Kitzhaber Wants BPA to Help Salmonby Jim Camden
Spokesman Review, April 26, 2001
Agency says it's already doing what Oregon governor suggests
Extra money that a federal agency makes from the sale of electricity should be set aside to help salmon, Oregon Gov. John Kitzhaber said Wednesday.
The Bonneville Power Administration also should buy as much electricity as possible from outside sources as a way to keep water in reservoirs, Kitzhaber told the Northwest Power Planning Council meeting in Spokane.
Kitzhaber said neither the council nor BPA have given enough thought to ways to protect dwindling fish runs during the expected drought.
Both have plans heavily weighted to ensuring the region has enough power in the coming months, he said. BPA expects to raise its rates, pay off debt and build up reserves, but salmon recovery efforts would be curtailed.
"We must be candid in admitting the real biological impacts and uncertainty associated with our actions," Kitzhaber said. "This will not be a bloodless coup."
More young salmon and steelhead will die trying to get to the ocean because of poor water conditions in the river or because they will be put on barges and trucks to move them around dams, he said.
Those losses could be cut if BPA sets aside more money to help the fish runs, Kitzhaber said.
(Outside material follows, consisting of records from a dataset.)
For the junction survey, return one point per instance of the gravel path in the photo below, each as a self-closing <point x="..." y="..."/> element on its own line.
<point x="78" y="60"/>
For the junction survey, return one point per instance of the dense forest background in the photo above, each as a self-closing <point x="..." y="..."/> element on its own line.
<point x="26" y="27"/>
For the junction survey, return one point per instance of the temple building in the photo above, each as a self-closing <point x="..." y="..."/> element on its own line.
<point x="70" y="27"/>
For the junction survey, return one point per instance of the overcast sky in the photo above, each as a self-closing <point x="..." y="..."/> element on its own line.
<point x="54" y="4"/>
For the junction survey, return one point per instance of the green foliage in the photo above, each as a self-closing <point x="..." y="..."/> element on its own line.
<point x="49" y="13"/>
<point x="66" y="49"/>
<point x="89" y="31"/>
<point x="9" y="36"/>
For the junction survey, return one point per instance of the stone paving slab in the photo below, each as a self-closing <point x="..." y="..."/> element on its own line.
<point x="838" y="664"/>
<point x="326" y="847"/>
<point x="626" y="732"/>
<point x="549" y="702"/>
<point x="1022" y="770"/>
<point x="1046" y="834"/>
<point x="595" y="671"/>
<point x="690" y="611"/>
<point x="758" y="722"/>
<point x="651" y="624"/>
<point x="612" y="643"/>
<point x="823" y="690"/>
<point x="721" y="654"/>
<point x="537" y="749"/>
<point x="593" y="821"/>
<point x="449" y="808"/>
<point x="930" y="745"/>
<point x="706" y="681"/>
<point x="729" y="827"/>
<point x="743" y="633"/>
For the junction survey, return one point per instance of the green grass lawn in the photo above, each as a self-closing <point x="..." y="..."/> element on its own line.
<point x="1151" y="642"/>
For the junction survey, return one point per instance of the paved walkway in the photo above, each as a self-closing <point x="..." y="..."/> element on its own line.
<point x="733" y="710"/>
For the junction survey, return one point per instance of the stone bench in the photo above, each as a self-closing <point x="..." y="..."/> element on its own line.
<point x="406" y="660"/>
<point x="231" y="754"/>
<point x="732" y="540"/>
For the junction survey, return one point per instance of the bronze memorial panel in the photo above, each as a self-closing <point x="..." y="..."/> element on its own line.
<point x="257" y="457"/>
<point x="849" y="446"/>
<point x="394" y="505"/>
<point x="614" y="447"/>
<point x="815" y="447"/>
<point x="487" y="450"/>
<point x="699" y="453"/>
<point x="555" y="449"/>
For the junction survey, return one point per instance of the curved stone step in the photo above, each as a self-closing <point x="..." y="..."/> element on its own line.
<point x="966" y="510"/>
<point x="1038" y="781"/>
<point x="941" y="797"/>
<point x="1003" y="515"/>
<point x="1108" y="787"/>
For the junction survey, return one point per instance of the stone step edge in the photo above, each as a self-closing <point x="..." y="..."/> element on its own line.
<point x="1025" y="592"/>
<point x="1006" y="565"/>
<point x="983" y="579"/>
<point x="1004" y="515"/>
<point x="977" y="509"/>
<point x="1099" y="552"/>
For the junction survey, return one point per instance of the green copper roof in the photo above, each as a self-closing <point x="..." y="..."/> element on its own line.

It should buy back more water from irrigators and purchase water from reservoirs owned by private utilities. It should also buy more power from other regions, which would keep more water in the reservoirs behind the dams on the Columbia River system, he said.
A spokesman for BPA said the agency was already doing most of the things Kitzhaber is suggesting.
"We have been on the market purchasing power and have spent hundreds of millions of dollars trying to purchase power to keep more water in the river for fish," BPA spokesman Ed Mosey told the Associated Press on Wednesday.
If Kitzhaber had any other suggestions, "we'd be very anxious to hear them and implement them if we can," Mosey said.
After the meeting, Kitzhaber said he would support a change in the way electricity is sold. Residential customers should pay a lower rate for the first 80 percent of the electricity they use, and more for the final 20 percent, he said. He declined to say whether he would support such a "tiered rate" for aluminum companies, who say it may be the only way their electricity-intensive smelters can stay in the region.
Kitzhaber said he and Gov. Gary Locke would soon send a letter to the Federal Energy Regulatory Commission urging what he called "cost-plus pricing" for electricity. It would allow utilities to charge the actual cost of generating electricity from a power plant, plus a profit, but not allow for large markups.